A document related to the Llanfairfach incident of 1973 has been made publicly available online for the very first time. The following newspaper article was printed in Wales This Week, the free publication delivered to citizens living in the valleys between 1968 and 1976.
Government Criticised Over Handling Of Green Death: “Lives are at risk and the government tells us nothing” say locals
By our Wales correspondent, Russell Jones
Llanfairfach, 17th May, 1973
Bitter complaints have erupted from inhabitants of the small South Wales mining village of Llanfairfach, who claim that the British government is “burying its head in the sand” and “telling us nothing” about the notorious local infection, the so-called “Green Death”.

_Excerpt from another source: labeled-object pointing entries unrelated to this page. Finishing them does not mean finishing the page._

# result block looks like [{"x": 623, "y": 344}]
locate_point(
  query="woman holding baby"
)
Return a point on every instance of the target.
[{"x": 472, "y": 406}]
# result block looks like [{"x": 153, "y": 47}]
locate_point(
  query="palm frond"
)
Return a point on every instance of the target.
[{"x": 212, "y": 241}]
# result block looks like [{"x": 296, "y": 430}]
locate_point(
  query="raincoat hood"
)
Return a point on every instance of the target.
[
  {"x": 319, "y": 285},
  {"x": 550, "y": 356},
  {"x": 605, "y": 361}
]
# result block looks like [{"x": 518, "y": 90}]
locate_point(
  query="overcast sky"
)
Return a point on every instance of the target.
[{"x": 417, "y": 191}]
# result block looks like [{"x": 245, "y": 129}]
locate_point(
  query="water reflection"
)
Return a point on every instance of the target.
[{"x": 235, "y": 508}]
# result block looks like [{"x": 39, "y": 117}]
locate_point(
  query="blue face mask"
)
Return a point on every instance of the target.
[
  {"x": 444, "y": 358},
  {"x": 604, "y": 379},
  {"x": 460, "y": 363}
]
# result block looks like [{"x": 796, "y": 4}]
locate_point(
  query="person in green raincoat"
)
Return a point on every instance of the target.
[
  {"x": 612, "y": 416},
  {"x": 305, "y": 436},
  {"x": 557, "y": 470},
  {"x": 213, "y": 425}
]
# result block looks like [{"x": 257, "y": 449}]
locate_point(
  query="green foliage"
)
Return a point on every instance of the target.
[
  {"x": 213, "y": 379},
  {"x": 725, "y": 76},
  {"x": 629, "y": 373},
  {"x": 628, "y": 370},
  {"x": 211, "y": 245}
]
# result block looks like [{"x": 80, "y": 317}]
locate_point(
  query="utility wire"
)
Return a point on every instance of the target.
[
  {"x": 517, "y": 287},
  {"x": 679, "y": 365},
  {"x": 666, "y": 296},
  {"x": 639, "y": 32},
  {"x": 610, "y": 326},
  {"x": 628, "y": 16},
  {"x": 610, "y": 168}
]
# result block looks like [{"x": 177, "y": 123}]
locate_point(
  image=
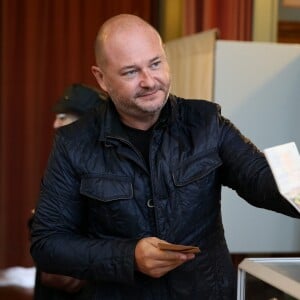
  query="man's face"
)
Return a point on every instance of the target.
[
  {"x": 64, "y": 119},
  {"x": 136, "y": 74}
]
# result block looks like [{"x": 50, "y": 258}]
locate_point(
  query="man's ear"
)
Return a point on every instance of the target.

The infection, which appears to be viral and highly contagious, has spread rapidly throughout the town. Hard facts are difficult to come by and some of the locals, drinking in The Pitmen’s Arms, speak wildly of glowing green limbs and faces, and even of an infestation of giant maggots.
“Seen it with my own eyes, I have, boy,” colourful local character and former miner Bert Morgan said to our reporter over his sixth pint of delicious Davies’s Delight, a locally brewed ale. “Two lads hauled out of the mine as green as Welsh grass and as putrid as an Englishman in defence of his wallet! And my garden – invaded by three feet long maggots snapping at my lettuces! Fair gave the missus a scare, it did!”
Mr Morgan further claimed he had witnessed “strange goings on” on the local slag heap. “Crawling with maggots it is, and almost as many soldier boys! I seen a white haired old codger driving around in an old yellow roadster, chucking something at the maggots, which withered up and died like an English rugby team faced with the Welsh prop forwards!”
Local Nobel prize-winner Professor Clifford Jones, aged 35, has lost no time in linking the “Green Death” infection with the award-winning work of local petrochemicals firm Global Chemicals.
“More muck! More devastation! More death!” Professor Jones exclaimed yesterday to a sceptical crowd of drinkers at The Pitmen’s Arms. “The filthy by-products of Dr Stephens’ perverse petrochemicals process, flushed down the pit and creating mutations!”
Dr Stephens himself, the Assistant Director of the Llanfairfach branch of Global Chemicals, responded to locals’ concerns by describing Professor Jones as “a hot head who has set his face against progress”. He described rumours of the Green Death and giant maggots as “the absurd fantasies of mushroom-eating hippies at the Wholeweal Community.” Wholeweal is the alternative community established by Professor Jones at Llanfairfach, nicknamed “the Nuthutch” by locals.
Our reporter’s request for an interview with the Director of Panorama Chemicals – known only as the “Boss” to employees – was politely declined.
Yet questions remain unanswered. Why the secrecy? Why the clampdown on information?
The entire village of Llanfairfach is now under lockdown and the border is patrolled not by the regular army, but by the United Nations Intelligence Taskforce. No one is allowed in or out of the village and UNIT’s commanding officer, Brigadier Alastair Gordon Lethbridge-Stewart, issued the following statement: “Following the outbreak of a mysterious and potentially hazardous infection, Llanfairfach in South Wales is now under quarantine. Further bulletins will be issued on a need-to-know basis.”
Mr Morgan, who remains one of the few sources of information, proceeded to tell our reporter wild tales of a giant fly spitting green gunge before he was carried off into a back room by his fellow miners.
Locals, furious that so little information is forthcoming, are unlikely to be reassured by the statement from the official spokesman for the Prime Minister, Mr Jeremy Thripp: “UNIT is a law unto itself and the government does not comment on wild rumours.”